ABC/Craig Sjodin
ABC/Randy Holmes
Fill 1
Fill 1
October 29, 2013
In The Mix

The Sense and Sensitivity of Hannah Ware

Let her fellow Brits carry that stiff upper lip — Hannah Ware of ABC drama Betrayal has no such need to conceal her emotions. 

John Griffiths


Listen to Hannah Ware riff on Sara Hayward, the unfaithfully married photographer she plays in ABC’s new drama, Betrayal:

“I identify with her sense of feeling slightly lost. There are people who go about life content because they don’t overthink things. I’m in the other school. I’m incredibly sensitive. Oh, it’s awful to call myself sensitive.

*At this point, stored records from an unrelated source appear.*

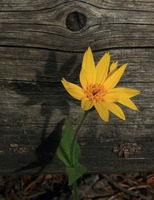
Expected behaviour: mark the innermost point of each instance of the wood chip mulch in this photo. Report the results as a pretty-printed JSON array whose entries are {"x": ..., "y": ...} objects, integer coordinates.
[{"x": 137, "y": 186}]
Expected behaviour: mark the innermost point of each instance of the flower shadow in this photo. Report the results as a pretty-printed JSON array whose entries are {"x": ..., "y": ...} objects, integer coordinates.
[
  {"x": 50, "y": 95},
  {"x": 45, "y": 151}
]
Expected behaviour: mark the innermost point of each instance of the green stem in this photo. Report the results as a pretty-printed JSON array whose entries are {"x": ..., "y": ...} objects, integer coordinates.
[
  {"x": 75, "y": 191},
  {"x": 76, "y": 134}
]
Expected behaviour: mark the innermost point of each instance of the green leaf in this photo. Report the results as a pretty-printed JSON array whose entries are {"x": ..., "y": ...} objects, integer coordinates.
[
  {"x": 63, "y": 150},
  {"x": 75, "y": 172},
  {"x": 76, "y": 154}
]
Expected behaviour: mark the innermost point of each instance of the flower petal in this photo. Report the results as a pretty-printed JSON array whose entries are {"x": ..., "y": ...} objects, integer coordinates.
[
  {"x": 73, "y": 89},
  {"x": 113, "y": 67},
  {"x": 116, "y": 94},
  {"x": 88, "y": 71},
  {"x": 128, "y": 103},
  {"x": 102, "y": 68},
  {"x": 86, "y": 104},
  {"x": 115, "y": 109},
  {"x": 102, "y": 111},
  {"x": 114, "y": 78}
]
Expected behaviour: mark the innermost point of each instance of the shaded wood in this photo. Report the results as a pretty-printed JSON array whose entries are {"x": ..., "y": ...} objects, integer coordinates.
[{"x": 37, "y": 50}]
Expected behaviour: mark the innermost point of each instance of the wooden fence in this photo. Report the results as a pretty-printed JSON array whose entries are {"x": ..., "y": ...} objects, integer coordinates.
[{"x": 42, "y": 41}]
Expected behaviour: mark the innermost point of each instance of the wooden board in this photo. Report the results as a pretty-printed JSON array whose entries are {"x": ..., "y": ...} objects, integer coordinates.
[{"x": 41, "y": 42}]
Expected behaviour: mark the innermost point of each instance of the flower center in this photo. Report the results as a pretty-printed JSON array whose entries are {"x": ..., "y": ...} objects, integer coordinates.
[{"x": 95, "y": 92}]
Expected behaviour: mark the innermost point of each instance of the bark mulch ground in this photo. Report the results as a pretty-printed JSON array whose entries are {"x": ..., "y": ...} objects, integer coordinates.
[{"x": 137, "y": 186}]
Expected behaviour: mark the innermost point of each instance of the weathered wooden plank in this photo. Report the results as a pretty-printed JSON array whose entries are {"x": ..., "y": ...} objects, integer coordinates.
[
  {"x": 51, "y": 66},
  {"x": 37, "y": 49},
  {"x": 104, "y": 28}
]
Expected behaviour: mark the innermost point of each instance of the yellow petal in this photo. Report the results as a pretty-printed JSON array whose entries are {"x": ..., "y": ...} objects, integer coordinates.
[
  {"x": 102, "y": 68},
  {"x": 114, "y": 78},
  {"x": 128, "y": 103},
  {"x": 83, "y": 78},
  {"x": 88, "y": 71},
  {"x": 73, "y": 89},
  {"x": 116, "y": 94},
  {"x": 86, "y": 104},
  {"x": 113, "y": 67},
  {"x": 115, "y": 109},
  {"x": 102, "y": 111}
]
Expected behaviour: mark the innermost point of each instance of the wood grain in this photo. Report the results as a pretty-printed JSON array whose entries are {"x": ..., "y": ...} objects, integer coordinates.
[{"x": 37, "y": 49}]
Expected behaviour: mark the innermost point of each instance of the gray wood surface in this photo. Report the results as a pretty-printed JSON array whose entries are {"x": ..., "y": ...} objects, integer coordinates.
[{"x": 37, "y": 49}]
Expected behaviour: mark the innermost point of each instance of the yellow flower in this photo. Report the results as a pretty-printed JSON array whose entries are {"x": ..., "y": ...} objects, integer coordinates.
[{"x": 98, "y": 87}]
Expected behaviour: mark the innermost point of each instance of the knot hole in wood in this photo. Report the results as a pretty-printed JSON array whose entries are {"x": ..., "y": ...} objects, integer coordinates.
[{"x": 75, "y": 21}]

Maybe overly sensitive.”

It’s a trait she attributes to her father, John, a noted investigative journalist for the BBC. “He will not rest until he finds some sort of truth, and I do that on an emotional level.”

Though she began modeling at age twelve and her supportive social-worker mom thought she’d also be a “brilliant” actress, she was initially too shy to try. “I auditioned for a school play by reciting a cat poem. I forgot the lines, and that was it for me.”

So, at University College London she studied art history, emphasizing architecture. On a visit to New York, however, she took a friend’s dare. “He said, ‘You’re so dramatic — you need to go to an acting class.’ I found it so liberating.”

Her studies at the Lee Strasberg Institute led her to a manager and the part of Kelsey Grammer’s drug-addicted daughter in the Starz political drama, Boss. “I was very lucky. I would’ve been a terrible architect.”

In a show of modesty unusual for Hollywood, she also pooh-poohs a couple of her show-biz credits. Her part in Cop Out, a 2010 police comedy starring Bruce Willis, is “essentially a glorified modeling role.”

And for the record, she doesn’t really appear in 2011’s acclaimed sex-addict drama, Shame. “My bottom is in Shame. I’m really embarrassed about that.”

She’s much more pleased with Oldboy, the Spike Lee film due out in November. She plays Josh Brolin’s ex-wife, a role she quickly calls “small.”

Now living in L.A., this emotional truth-seeker enjoys the downtown art scene, hitting scruffy-hip boites like Hollywood’s La Poubelle and catching her younger sister, Jessie, a rising indie rocker, when she plays Coachella.

At home, she channels her inner I.M. Pei as a DIY expert. She’s knocked out the ceiling of her place in Koreatown but is mulling a move to Venice. “I think it’s silly to be a British girl in L.A. and not be near the ocean.”